A spokesperson for the Australian Communications and Media Authority (ACMA) confirms this, saying "the sale and purchase of marketing lists are relatively common practices and are not prohibited under the Do Not Call Register Act or the Spam Act".

Williams adds, "That's why it's important to check the terms and conditions before you provide your personal contact details for any online forms."

Williams says the onus is on consumers to opt in or out of having our numbers passed along to telemarketers. 

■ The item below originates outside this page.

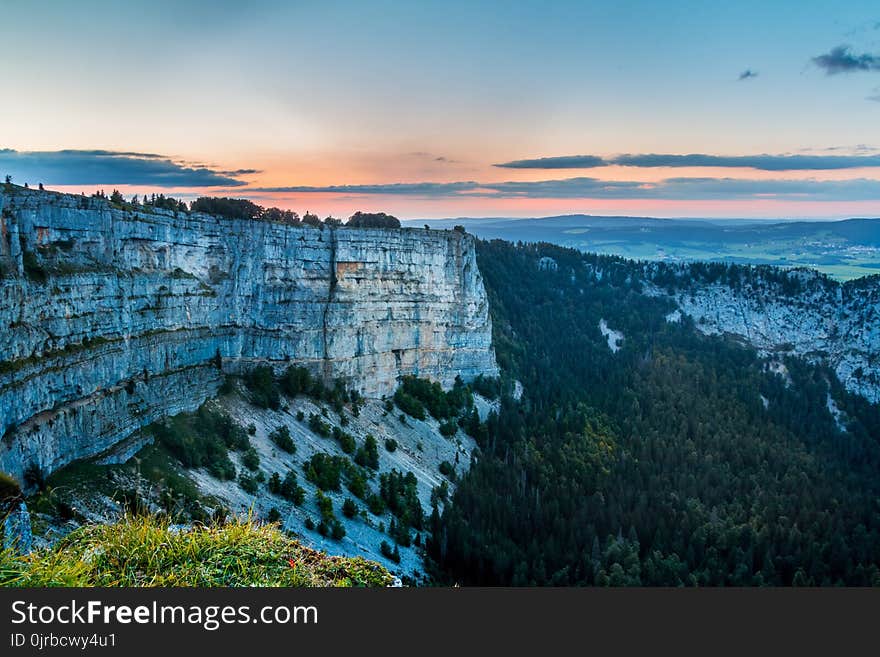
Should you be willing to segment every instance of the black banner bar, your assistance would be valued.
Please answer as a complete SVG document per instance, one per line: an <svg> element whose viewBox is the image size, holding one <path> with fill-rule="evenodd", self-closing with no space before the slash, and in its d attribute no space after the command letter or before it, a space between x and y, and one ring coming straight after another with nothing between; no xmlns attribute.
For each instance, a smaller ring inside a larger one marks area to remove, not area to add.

"They may have a clause that says by ticking 'yes' you give them permission to use your details for marketing purposes, or to share your details with a third party," he says. 

"Sometimes the box is already checked, and you have to actively uncheck it or your details may be used to contact you or sold to third parties." 

The COVID-19 effect

Now that our daily interactions are mostly online due to COVID-19 restrictions, we're probably giving away our details more often, Williams believes. 

"Every time you buy something online, sign up to a newsletter or enter a competition, you're likely going to have to provide your phone number," he says, "This can then be used for telemarketing purposes." 

Now that our daily interactions are mostly online due to COVID-19 restrictions, we're probably giving away our details more often

Williams says there's an important distinction to make between telemarketers and scam callers. The former are regulated under the Telecommunications (Telemarketing and Research Calls) Industry Standard 2017, whereas the latter are, well, basically criminals. 

Scam callers should be reported to the government's Scamwatch service.

What legal rules should telemarketers follow?

  • Call only between 9am and 8pm on weekdays and 9am to 5pm on Saturdays. No calls are allowed on Sundays or public holidays. 
  • Tell you their name, the name of the telemarketing company they work for and the business it represents in the call, and why they're calling.
  • End the call at your request.
  • Give you the contact details of the telemarketing company at your request.
  • Give details of how to make a complaint against the caller, the telemarketing company or the business it represents at your request.